Между прочим, если Гре после 1814 г. останется во Франции и не поедет за Бернадоттом в Швецию, то де Кан, известный под прозвищем «двойняшка», которого многие из-за его невероятного внешнего сходства считали братом Жана-Поля-Батиста, отправится за другом в Стокгольм и поселится в королевском дворце. С ним наследник шведского престола будет обсуждать дела во Франции на беарнском диалекте. Де Кан будет вести в Швеции все денежные дела Бернадотта и прочие весьма щекотливые финансовые махинации. Впрочем, его пагубная привычка заниматься с многочисленными подружками любовью прямо на рабочем столем в кабинете во дворце будет раздражать Бернадотта, когда он станет королем Швеции. К тому же, «двойняшка» любил открыто критиковать своего благодетеля за кое-какие необдуманные и неудачные шаги и поступки, что тоже не будет вызывать у Его Королевского Величества особого признания. Со временем надобность в друге детства, как помощнике в разного рода «спецделах» отпадет. Его место займет более толковый и понятливый швед Магнус Брахе. Но Жан-Поль-Батист не забудет дружка на совсем: произведет его во дворянство, даст высокий военный чин, наградит всевозможными шведскими орденами, в том числе, самым престижным — ор. Меча, будет оплачивать все его долги. Кан уйдет в Мир Мрака и Теней всего лишь на несколько недель позже своего знаменитого патрона. Надо сказать, что став королем, Бернадотт никогда не забывал своих старых друзей и бывших подчиненных, часто приглашал их на свою новую родину, старался помочь им материально. Так, он окажет поддержку сыновьям расстрелянного Бурбонами маршала Нея, с которым он издавна приятельствовал, демонстративно пригласит их в Стокгольм, где они какое-то время проживут под его защитой. Весьма резко выскажется он и о расстреле маршала Мюрата, с которым он не дружил, но уважал за былинную отвагу. Будет он поддерживать и находившегося в эмиграции в Италии после реставрации Бурбонов, бывшего министра полиции Наполеона Жозефа Фуше, сыновья которого тоже некоторое время жили в Швеции. Правда, отношение шведов к французам будет настороженным, многие из них будут считать, что король злоупотребляет своим положением. Тот будет прекрасно это понимать и стараться сдерживать своей «души прекрасные порывы»…

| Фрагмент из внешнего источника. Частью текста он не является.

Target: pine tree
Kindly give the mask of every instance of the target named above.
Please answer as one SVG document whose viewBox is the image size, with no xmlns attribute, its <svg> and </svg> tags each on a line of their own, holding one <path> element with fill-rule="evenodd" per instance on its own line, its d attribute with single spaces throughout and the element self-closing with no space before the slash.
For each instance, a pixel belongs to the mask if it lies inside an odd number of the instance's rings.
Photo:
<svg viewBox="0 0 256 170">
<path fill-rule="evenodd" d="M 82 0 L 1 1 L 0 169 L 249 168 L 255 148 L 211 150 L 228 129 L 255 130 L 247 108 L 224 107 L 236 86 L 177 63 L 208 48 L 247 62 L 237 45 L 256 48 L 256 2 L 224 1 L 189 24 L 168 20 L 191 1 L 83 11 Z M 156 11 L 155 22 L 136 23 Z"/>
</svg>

В ту пору это было весьма распространенным поветрием среди юнцов, особенно наваррско-гасконского «разлива», в чьих жилах текла горячая смесь баско-кельтско-готско-арабской (мавританской) крови. (Все эти народы в разное время оставили свой «след» в генофонде пограничья Франции и Испании). Человек с оружием во все времена котировался как добившийся признания среди окружающих, в том числе, у сметливо-слабого пола с удовольствием становящегося «утехой воина», хотя бы… на часок-другой. А поскольку у бравых вояк всех времен и народов «звонкие монеты» водились, то зачастую, «не — за так».

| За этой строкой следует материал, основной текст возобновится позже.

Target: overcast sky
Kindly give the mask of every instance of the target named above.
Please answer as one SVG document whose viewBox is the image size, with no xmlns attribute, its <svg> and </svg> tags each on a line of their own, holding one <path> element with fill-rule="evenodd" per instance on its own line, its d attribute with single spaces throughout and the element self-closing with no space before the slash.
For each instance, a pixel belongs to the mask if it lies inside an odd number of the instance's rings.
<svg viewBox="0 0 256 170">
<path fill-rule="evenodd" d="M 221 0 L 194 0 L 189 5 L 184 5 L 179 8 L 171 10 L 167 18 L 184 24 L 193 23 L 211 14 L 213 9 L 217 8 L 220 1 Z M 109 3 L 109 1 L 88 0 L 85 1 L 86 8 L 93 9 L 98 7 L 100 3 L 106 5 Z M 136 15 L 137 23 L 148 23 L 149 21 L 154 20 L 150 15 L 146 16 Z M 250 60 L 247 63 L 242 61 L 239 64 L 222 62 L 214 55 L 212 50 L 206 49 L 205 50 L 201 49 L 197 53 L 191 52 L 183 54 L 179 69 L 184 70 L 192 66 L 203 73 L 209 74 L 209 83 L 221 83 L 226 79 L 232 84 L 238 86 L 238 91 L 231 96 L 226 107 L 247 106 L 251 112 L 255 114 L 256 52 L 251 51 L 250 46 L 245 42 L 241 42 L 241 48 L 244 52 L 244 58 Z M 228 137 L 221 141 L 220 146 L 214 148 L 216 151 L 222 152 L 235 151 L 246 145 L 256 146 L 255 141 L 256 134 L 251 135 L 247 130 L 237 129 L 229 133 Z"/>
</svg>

Осенью (в августе?) 1780 г. наш юный герой обращается к капитану полка Рояль-ля-Марин (Королевский морской полк), де Лассю, тоже беарнцу, с просьбой записать его в полк и уже 3 сентября он стал рядовым с контрактом на целых 8 лет. (По другим данным свою военную карьеру он все же начал в Брассакском пехотном полку, но со временем перешел в вышеуказанную военную часть.) Полковое депо находилось в Коллиуре — древнем средиземноморском порту вблизи Пиренеев — поскольку сам полк предназначался для службы на островах, в морских портах, за океаном (отсюда и название — «морской»), т. е. был прообразом будущей морской пехоты — престижной армейской элиты.

Так началась военная карьера будущей гордости французского оружия.

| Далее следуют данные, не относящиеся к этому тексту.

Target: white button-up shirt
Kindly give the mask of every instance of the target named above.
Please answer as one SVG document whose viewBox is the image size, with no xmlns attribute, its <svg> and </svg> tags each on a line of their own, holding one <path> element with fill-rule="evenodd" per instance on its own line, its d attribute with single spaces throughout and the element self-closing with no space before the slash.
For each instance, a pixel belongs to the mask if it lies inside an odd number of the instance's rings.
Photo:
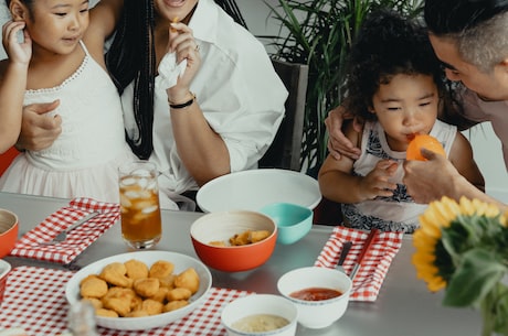
<svg viewBox="0 0 508 336">
<path fill-rule="evenodd" d="M 190 89 L 208 123 L 227 147 L 231 172 L 256 167 L 281 124 L 287 90 L 264 45 L 213 0 L 199 0 L 189 26 L 202 57 Z M 137 132 L 133 85 L 121 98 L 126 130 Z M 161 191 L 198 188 L 177 152 L 166 89 L 157 85 L 150 161 L 162 173 Z"/>
</svg>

Бернадотту повезло: его командиром был еще один беарнец и уроженец По маркиз де Лонс, знакомый с его отцом и по-отечески опекавший новобранца от… «дедовщины» и прочих «радостей» армейской службы. Жан-Поль-Батист попал в роту капитана Шалабри, потом к другому офицеру Брассю и за сметливость, опрятность и подтянутый вид получил прозвище «месьё».

После «учебки» он служит в Тулоне, Бастии и на Корсике — родине своего главного «визави» по жизни. 21 мая 1782 г. его переводят в элитное подразделение полка — роту грендеров капитана Бонневиля. На Корсике наш герой пробыл полтора года, прослужив несколько недель в родном городе Наполеона — Аяччо. Каких-либо замечательных происшествий с Жаном-Полем-Батистом в ту пору не случилось. Но гарнизонная служба не прошла для него даром. Здесь он очень быстро приобрел славу заправского фехтовальщика, и драться на дуэли с этим задирой желающих было мало. Впрочем, для продвижения по службе «это» не играло никакой роли, поскольку только дворяне в нескольких поколениях могли претендовать на офицерское звание.

Но именно на Корсике в июне 1782 г. он заболевает малярией и отголоски этого заболевания (кровохарканье) будут преследовать его всю оставшуюся жизнь, особо досаждая ему в холодной Швеции, где его свитские адъютанты будут вынуждены постоянно носить свежий носовой (для горлового откашливания) платок для своего короля. Ему дают отпуск по болезни на полгода. Наш герой отправился к родным в По, но вместо положенных шести месяцев «задержался» там… на полтора года, порой, задумываясь о необходимости прекратить службу в армии из-за проблем со здоровьем. Во время отпуска «морпех» Бернадотт занимается самообразованием, читает всю доступную ему литературу по военной тематике, в основном, биографического толка. Он с увлечением «проглотил» книгу о знаменитом испанском конкистадоре Эрнане Кортесе, а также жизнеописания известных французских полководцев XVII в. Фабера и Катина.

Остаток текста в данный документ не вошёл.